Details
-
Bug
-
Status: Open
-
Major
-
Resolution: Unresolved
-
None
-
None
-
Security Level: Public (Anyone can view this level - this is the default.)
-
CloudStack 3.0.2 KVM agent running on Fedora 14
Description
When adding an instance to a routerVM DHCP configuration, it seems that the KVM agent calls /usr/lib64/cloud/agent/scripts/network/domr/dhcp_entry.sh with wrongly constructed command line arguments, making the script fail to add correct entries (specifically default router, DNS servers and static routes) for that instance to the routerVM's /etc/dhcphosts.txt + /etc/dhcpopts.txt.

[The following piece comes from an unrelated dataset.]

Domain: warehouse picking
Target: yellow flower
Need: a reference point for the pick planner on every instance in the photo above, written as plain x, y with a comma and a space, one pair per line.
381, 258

Especially adding a specific default gateway fails, so the routerVM will always announce itself as the default router, because the correct entry in /etc/dhcpopts specifying the gateway of the instance's default network as the gateway is missing. This is especially nasty for non-default/additional networks of an instance, messing up the default routing.
Examples:
Management server log entry:
"2012-11-29 14:36:37,764 DEBUG [resource.virtualnetwork.VirtualRoutingResource] (agentRequest-Handler-3:null) Executing: /usr/lib64/cloud/agent/./scripts/network/domr/dhcp_entry.sh -r 169.254.0.122 -v 172.31.2.233 -m 06:b5:88:00:02:30 -n vmname -d 172.31.2.1 -N 172.31.2.201 "
Notice the double spaces before -d and -N (and the extra space at the EOL) – WARNING: you have to view the source of this description to actually see the double spaces!)
After patching /usr/lib64/cloud/agent/scripts/network/domr/dhcp_entry.sh to do meaningful logging, it's clear that the script does not get called with "-d", but " -d" instead (same for -N), so with an extra space before the dash. Thus, getopts fails to parse/recognize these two arguments correctly and passed empty values for $dfltrt and $dns to the /root/edithosts.sh being called on the routerVM.
It's also clear that the CloudStack KVM Java agent calls it with the wrongly constructed command line, because if a shell would interpret this command line, it would just ignore the extra spaces itself.
I've not been able to dig it down, but I somehow suspect that one of
./utils/src/com/cloud/utils/script/Script.java:protected String buildCommandLine(String[] command) { }
./utils/src/com/cloud/utils/script/Script.java:public String execute(OutputInterpreter interpreter) { }
might mess up building the command line of the command that had been built by
./core/src/com/cloud/agent/resource/virtualnetwork/VirtualRoutingResource.java:protected synchronized Answer execute (final DhcpEntryCommand cmd) { }
before.
I've not tried 4.0.0 so far, thus I cannot say whether it might be affected or not.
As a workaround, I've patched dhcp_entry.sh to re-evaluate the positional parameters using 'set – ${@}' (will attach a patch, also one for logging).